The area is gradually being settled but there is no church or even a travelling preacher. By the 1830s, there are enough settlements and families for an interest in local meetings. In 1835, Rev. Joseph Crandall, pastor of Salisbury Baptist Church, works tirelessly to organize the Elgin United Baptist Church. The first meetings are held in homes or a school, if there is one. The first church is built near the middle of the Old Elgin Cemetery with the first school located nearby.
By the early 1840s, congregational meetings are held in the "village" not yet called Elgin. Deacon Robert Smith desires to build a "meeting house" and, largely due to his efforts, one is dedicated known as "First Elgin Baptist Church." For some families, a church is probably low in their priorities. They are very occupied with building their first home, raising families, gathering fuel for the winter, clearing land to grow food, hunting game and fishing. The settlers soon see business opportunities for stores, grist mills, sawmills, and maple sugar-making enterprises.
The original First Elgin Baptist Church is a log cabin located by the Old Graveyard in 1839. In 1870, a new church is built at the current site, established by Rev. Joseph Crandall. What great satisfaction this must be for that relentless preacher! But, alas, on April 28,1937, the church burns to the ground, also taking the spectacular residence across the road. (The home was built by Mrs. Isaacs in 1895 at a cost of $3000 and was one of the first to have indoor plumbing with gravity-fed water.) The church was being warmed up for the funeral of the late Addie Babcock and an overheated furnace pipe led to the fire. Unfazed, the community comes together and two weeks later the basement is near completion. The new building is dedicated in July 1938, at a cost of $3500-$4000, with generous help from people in the community and surrounding area.
In the 1850s, the Gowland Mountain, Hillside, and Methodist Churches are built. The Goshen Baptist Church is built in 1860. It is lit by kerosene lamps and the pews have doors that open outward. It is common to "sell" the pews to meet the church debt. You own a pew and always sit there.
In Sugaring Off, Mae Short writes that the ministers of the third Elgin Baptist Church would spend the night in a spare room of a parishioner. When there was no heat, the water pitcher would freeze overnight.

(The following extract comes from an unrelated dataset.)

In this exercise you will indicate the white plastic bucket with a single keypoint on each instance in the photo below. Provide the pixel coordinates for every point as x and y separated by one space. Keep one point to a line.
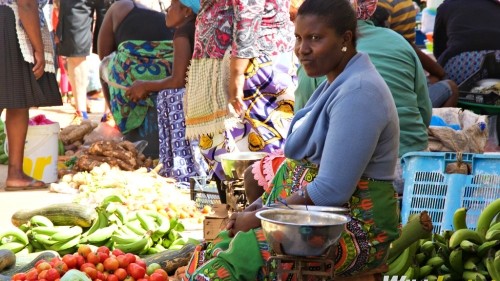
41 152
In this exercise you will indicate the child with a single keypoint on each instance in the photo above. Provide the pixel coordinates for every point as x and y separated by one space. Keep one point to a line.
176 152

Back in those days of sparse settlements and often no neighbours close by, attending church was also a social occasion to catch up on the local happenings, whose baby was born, who was married, who passed away, and did so-and-so recover from illness or accident? You can understand how a church building could be called a meeting house. Once a week, church gave you an opportunity to see your neighbours. At the Goshen Baptist Church a shed was built to accommodate horses. Many preachers must have listened for the first sound of the bells on the horse's harness, knowing they would have someone to preach to.
The author welcomes any corrections.